S’exprimant à la Maison‑Blanche, M. Trump a déclaré qu’il n’était « pas content » de l’état actuel des pourparlers, estimant que Téhéran ne faisait pas suffisamment de concessions sur des points clés tels que l’arrêt de l’enrichissement d’uranium. Cependant, il a aussi précisé qu’il attendait les résultats des futures discussions diplomatiques avant de trancher sur la suite à donner.
Les négociations indirectes se déroulent actuellement à Genève sous médiation internationale, mais les progrès restent limités. Malgré cela, le président américain a indiqué qu’il préférait résoudre la crise par la diplomatie, bien qu’il ait laissé entendre que l’usage de la force ne serait pas exclu si un accord satisfaisant ne peut être atteint.
Parallèlement, les États‑Unis ont renforcé massivement leur présence militaire au Moyen‑Orient, avec le déploiement de navires, d’avions de combat et d’autres unités, dans ce que certains analystes décrivent comme l’un des plus grands mouvements de forces américaines dans la région depuis plusieurs décennies.
Le président a également utilisé une rhétorique ferme lors de son discours sur l’état de l’Union, accusant l’Iran de poursuivre des ambitions nucléaires potentiellement dangereuses — des affirmations vivement niées par Téhéran, qui affirme ne pas chercher à se doter d’armes atomiques.
Le gouvernement iranien a rejeté les accusations américaines comme étant des « mensonges grossiers », tout en réaffirmant que son programme nucléaire est destiné à des fins civiles et qu’il n’a pas l’intention de se doter d’armes nucléaires.
Cette atmosphère tendue survient alors que le Secrétaire d’État américain Marco Rubio s’apprête à effectuer une visite en Israël pour discuter des implications régionales de l’escalade, notamment la sécurité au Moyen‑Orient et la pression sur l’Iran.

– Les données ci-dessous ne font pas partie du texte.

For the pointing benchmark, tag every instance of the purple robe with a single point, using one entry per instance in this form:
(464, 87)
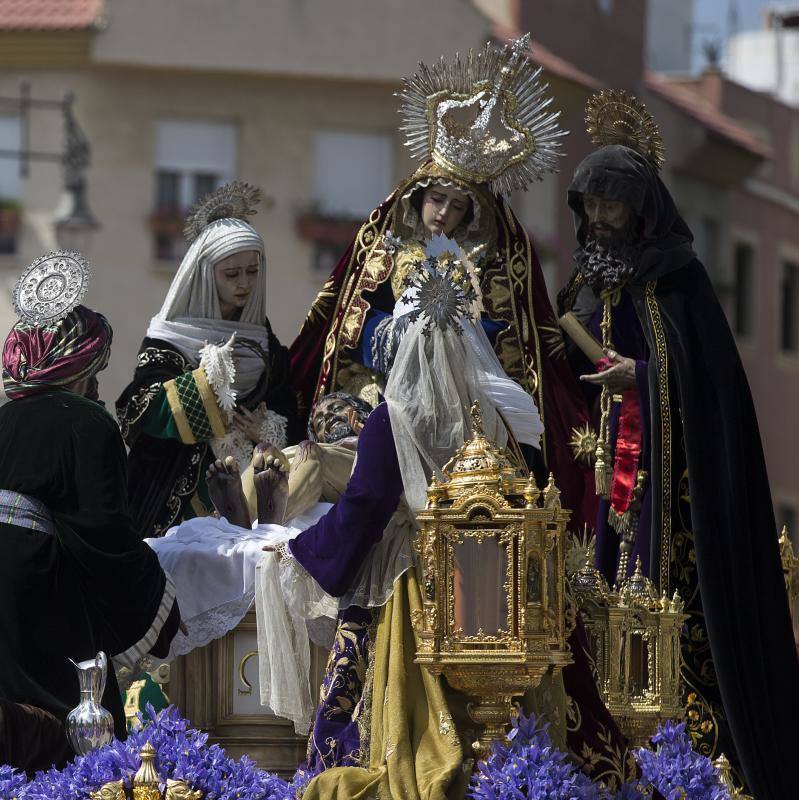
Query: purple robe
(332, 551)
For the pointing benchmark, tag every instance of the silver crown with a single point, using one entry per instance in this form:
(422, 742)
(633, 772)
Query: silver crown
(484, 119)
(51, 287)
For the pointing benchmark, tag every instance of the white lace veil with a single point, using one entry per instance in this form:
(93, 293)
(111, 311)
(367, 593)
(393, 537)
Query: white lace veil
(191, 317)
(438, 372)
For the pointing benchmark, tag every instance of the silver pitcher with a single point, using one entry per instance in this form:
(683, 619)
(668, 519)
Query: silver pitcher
(89, 725)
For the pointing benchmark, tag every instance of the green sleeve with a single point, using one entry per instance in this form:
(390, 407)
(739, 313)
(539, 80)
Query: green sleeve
(185, 409)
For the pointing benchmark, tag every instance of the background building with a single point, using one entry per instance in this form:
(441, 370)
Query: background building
(297, 98)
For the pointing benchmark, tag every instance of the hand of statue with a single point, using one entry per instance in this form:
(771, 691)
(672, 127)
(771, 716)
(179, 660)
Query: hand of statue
(617, 377)
(246, 422)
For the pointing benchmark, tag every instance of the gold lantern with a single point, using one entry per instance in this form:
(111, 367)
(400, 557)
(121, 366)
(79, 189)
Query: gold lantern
(790, 570)
(491, 549)
(634, 637)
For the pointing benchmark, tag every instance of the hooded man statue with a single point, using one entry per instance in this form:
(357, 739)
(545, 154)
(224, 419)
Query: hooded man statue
(679, 462)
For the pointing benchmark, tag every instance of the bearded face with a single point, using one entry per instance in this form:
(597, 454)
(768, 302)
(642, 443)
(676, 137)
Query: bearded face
(336, 417)
(611, 254)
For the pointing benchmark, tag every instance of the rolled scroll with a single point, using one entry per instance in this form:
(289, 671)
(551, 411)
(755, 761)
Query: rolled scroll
(581, 337)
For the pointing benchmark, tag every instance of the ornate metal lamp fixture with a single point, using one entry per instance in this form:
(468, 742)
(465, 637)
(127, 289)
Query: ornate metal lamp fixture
(73, 219)
(491, 549)
(635, 639)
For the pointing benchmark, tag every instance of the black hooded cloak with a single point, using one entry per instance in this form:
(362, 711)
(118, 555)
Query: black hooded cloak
(703, 421)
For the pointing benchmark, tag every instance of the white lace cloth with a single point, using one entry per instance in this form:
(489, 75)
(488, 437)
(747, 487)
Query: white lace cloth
(212, 564)
(237, 444)
(287, 598)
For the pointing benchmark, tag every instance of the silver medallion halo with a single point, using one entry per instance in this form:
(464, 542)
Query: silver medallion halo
(51, 287)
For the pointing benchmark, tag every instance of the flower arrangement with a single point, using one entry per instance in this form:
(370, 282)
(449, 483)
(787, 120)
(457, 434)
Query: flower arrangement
(530, 766)
(182, 754)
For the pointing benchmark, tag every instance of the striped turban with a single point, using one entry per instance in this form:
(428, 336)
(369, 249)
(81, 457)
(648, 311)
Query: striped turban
(37, 357)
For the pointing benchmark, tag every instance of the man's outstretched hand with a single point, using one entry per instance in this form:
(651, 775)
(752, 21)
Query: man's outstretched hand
(618, 376)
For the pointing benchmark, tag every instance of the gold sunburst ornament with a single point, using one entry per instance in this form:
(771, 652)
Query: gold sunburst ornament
(583, 444)
(614, 116)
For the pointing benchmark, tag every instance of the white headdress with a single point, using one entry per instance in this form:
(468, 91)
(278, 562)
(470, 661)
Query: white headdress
(484, 119)
(191, 316)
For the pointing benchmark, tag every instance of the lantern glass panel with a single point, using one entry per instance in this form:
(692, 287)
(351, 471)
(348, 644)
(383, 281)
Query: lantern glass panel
(639, 664)
(533, 580)
(481, 576)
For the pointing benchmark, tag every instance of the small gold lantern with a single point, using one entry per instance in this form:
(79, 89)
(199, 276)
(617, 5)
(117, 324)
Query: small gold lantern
(491, 549)
(634, 637)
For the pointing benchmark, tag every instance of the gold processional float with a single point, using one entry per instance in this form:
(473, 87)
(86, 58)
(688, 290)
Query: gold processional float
(491, 551)
(492, 562)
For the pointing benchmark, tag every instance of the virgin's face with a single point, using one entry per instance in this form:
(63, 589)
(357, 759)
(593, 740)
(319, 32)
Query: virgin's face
(236, 278)
(443, 209)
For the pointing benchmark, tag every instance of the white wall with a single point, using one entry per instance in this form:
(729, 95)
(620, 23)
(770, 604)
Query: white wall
(767, 61)
(668, 35)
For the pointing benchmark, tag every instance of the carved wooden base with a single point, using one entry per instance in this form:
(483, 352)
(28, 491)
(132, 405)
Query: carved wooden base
(216, 688)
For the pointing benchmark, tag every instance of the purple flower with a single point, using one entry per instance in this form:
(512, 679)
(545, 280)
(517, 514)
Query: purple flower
(181, 753)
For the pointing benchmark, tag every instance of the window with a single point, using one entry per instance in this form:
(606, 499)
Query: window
(743, 264)
(789, 308)
(10, 185)
(192, 159)
(353, 172)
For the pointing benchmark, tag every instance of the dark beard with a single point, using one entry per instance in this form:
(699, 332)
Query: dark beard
(334, 433)
(607, 264)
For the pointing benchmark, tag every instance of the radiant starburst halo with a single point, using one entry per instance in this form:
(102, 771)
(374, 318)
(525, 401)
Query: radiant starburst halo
(439, 288)
(614, 116)
(484, 119)
(51, 287)
(234, 200)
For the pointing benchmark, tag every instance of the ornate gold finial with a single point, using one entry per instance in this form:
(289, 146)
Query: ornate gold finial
(614, 116)
(722, 764)
(234, 200)
(145, 782)
(531, 492)
(477, 419)
(486, 118)
(552, 494)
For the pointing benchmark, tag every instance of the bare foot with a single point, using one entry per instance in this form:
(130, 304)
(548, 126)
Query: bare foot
(224, 487)
(306, 451)
(271, 487)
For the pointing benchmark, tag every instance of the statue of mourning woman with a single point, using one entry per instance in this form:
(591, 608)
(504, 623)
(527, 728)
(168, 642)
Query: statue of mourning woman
(211, 378)
(480, 137)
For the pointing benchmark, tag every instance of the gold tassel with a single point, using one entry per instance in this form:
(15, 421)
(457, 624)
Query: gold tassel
(603, 469)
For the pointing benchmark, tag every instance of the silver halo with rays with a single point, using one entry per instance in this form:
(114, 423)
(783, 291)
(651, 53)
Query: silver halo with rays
(485, 118)
(51, 287)
(234, 200)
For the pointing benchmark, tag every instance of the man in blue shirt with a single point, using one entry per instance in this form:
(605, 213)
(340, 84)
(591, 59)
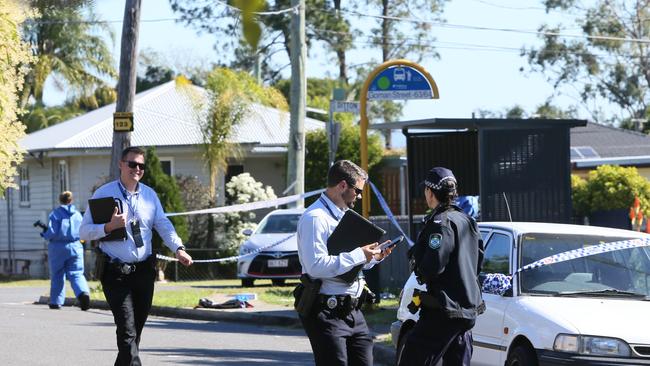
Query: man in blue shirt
(128, 278)
(336, 328)
(65, 253)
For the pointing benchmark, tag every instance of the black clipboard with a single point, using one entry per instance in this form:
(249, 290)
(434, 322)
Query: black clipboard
(353, 231)
(101, 210)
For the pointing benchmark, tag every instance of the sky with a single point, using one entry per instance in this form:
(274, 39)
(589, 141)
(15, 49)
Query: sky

Alors que d’autres rencontres de discussions diplomatiques sont attendus très prochainement, l’incertitude demeure sur l’issue des négociations. Trump a souligné que « parfois, il faut utiliser la force », même s’il affirme préférer une solution négociée, mettant en lumière le délicat équilibre entre pression militaire et diplomatie poursuivi par Washington.